Originally published at:


*raises hand*


Discussed over 10 years ago at your friendly hacker congress:


Just in case someone doesn’t want to watch videos and is still fond of reading:


Thank you so much. I have been looking for a transcript for ages. Would you also have a transcript of “10 years after we lost the war”, by any chance?


Revolutionary technologies such as Morse Code and ROT-13?


Nope. You could ask @frank_rieger on twitter, or drop him a line via mail.

I also think speech-to-text might be some kind of option. Maybe even YT subtitles. Never tried to extract them.


In addition to being an extension of our nervous system, the net is an Agora - a public square where ideas and emotions are shared and change may foment - which is why repressive authorities usually do things like ban gatherings etc. in public squares; and we see the same efforts being applied to the net.
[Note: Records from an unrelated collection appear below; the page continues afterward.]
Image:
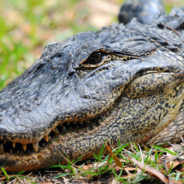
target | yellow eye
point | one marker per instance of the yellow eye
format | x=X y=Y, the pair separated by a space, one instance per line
x=94 y=60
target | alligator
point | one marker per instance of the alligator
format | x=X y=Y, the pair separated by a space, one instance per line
x=144 y=10
x=120 y=84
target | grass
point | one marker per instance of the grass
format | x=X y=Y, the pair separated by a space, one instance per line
x=106 y=165
x=27 y=26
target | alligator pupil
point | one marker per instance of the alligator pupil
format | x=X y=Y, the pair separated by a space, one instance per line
x=95 y=58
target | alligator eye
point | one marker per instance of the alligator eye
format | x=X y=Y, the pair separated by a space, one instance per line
x=94 y=60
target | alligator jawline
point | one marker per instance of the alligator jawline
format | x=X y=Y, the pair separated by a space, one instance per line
x=63 y=130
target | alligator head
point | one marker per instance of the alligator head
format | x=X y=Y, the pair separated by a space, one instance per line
x=119 y=84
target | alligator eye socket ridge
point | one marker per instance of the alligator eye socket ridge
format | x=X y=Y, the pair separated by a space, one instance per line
x=94 y=60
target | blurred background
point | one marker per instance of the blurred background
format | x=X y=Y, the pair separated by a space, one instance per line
x=26 y=26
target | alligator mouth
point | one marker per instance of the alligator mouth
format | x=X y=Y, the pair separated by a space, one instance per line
x=63 y=129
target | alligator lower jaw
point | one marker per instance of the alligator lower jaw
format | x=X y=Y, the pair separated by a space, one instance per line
x=64 y=130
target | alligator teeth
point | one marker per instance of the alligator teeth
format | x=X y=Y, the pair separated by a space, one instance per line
x=24 y=146
x=35 y=146
x=1 y=149
x=46 y=138
x=56 y=132
x=13 y=144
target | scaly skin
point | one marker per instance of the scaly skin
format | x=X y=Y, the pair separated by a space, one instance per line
x=121 y=83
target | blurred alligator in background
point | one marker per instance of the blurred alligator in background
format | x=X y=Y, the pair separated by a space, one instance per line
x=144 y=10
x=120 y=84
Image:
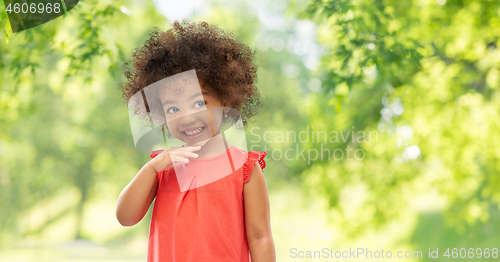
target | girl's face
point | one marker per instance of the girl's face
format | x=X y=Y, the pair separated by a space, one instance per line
x=192 y=115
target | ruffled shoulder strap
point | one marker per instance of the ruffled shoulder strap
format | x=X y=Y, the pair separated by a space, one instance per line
x=253 y=156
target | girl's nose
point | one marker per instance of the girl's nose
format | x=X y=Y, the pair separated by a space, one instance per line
x=187 y=119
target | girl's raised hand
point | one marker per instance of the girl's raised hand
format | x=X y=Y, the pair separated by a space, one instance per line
x=177 y=155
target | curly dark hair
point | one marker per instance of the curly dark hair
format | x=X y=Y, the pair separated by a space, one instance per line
x=224 y=66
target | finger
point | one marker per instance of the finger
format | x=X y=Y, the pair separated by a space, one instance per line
x=192 y=148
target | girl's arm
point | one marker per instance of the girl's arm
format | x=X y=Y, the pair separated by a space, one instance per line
x=136 y=197
x=257 y=217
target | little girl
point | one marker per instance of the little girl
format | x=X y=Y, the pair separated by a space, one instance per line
x=227 y=220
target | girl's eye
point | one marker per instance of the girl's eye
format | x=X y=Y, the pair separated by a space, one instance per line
x=200 y=103
x=173 y=110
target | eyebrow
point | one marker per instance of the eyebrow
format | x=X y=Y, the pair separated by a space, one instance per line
x=191 y=97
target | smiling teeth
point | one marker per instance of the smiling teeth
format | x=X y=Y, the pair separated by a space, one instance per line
x=195 y=132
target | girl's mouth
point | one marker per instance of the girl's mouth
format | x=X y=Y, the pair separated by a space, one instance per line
x=193 y=133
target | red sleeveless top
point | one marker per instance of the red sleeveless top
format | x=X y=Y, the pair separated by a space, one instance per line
x=205 y=223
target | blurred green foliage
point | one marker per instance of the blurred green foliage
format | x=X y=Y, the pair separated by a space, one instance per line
x=438 y=61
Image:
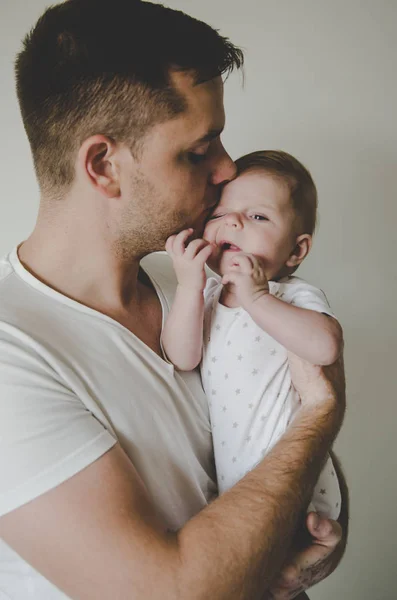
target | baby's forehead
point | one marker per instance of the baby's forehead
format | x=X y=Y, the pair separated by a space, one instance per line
x=256 y=187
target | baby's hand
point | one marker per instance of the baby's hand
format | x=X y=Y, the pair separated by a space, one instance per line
x=189 y=261
x=246 y=273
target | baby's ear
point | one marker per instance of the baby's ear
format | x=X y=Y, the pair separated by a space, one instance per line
x=301 y=249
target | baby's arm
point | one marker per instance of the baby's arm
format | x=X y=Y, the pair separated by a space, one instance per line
x=311 y=335
x=182 y=336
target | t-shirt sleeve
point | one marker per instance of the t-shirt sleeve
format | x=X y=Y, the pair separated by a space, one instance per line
x=303 y=295
x=47 y=435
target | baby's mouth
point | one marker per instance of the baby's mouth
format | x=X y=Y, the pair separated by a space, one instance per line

Also: “Once we have surrendered our senses and nervous systems to the private manipulation of those who would try to benefit from taking a lease on our eyes and ears and nerves, we don’t really have any rights left. Leasing our eyes and ears and nerves to commercial interests is like handing over the common speech to a private corporation, or like giving the earth’s atmosphere to a company as a monopoly.” - Marshall McLuhan, Understanding Media (1964)

It’s kinda important to know what we’re losing before it’s been lost - makes it a little easier to defend and use it to protect ourselves and others - and stuff like that.


Cory’s title is made up words, but wasn’t proofread.


It’s probably useful to note that the Shah’s torturing Savak secret police in Iran were outwitted by Khomeni political “sermons” that were passed around on cassette tapes. “Samizdat” in the Soviet Union was with photocopiers.

What’s important is not the technology, but the willingness of people to make some effort and take some risk to pass the information along – and in the end, the willingness of people who’ve been even a bit organized and awakened by even a thin thread of information to go out onto the streets and maybe get shot.

Egyptians were willing to take such risks in 2010, and not, just a few years later, because it got them Morsi instead of Mandela. Once they decided to stay home and put up with secret police, all the Twitter in the world did Egyptian freedom no good.


One could make the argument that it was a revolution. But like most revolutions you just end up with a DIFFERENT bunch of assholes at the helm of a state that is at a fundamental level is not very different from the old one. So we have Amazon and Facebook instead of Sears and CBS, but it is still a small group of people telling us what to buy and think. I’m old enough to remember when the internet was supposed to usher in a new, distributed world of information that would free us from the shackles of corporate media.


I’m pretty sure the Internet is built on actual technologies, not made-up ones.


My thought was the OP was an old Mondo article from even longer ago.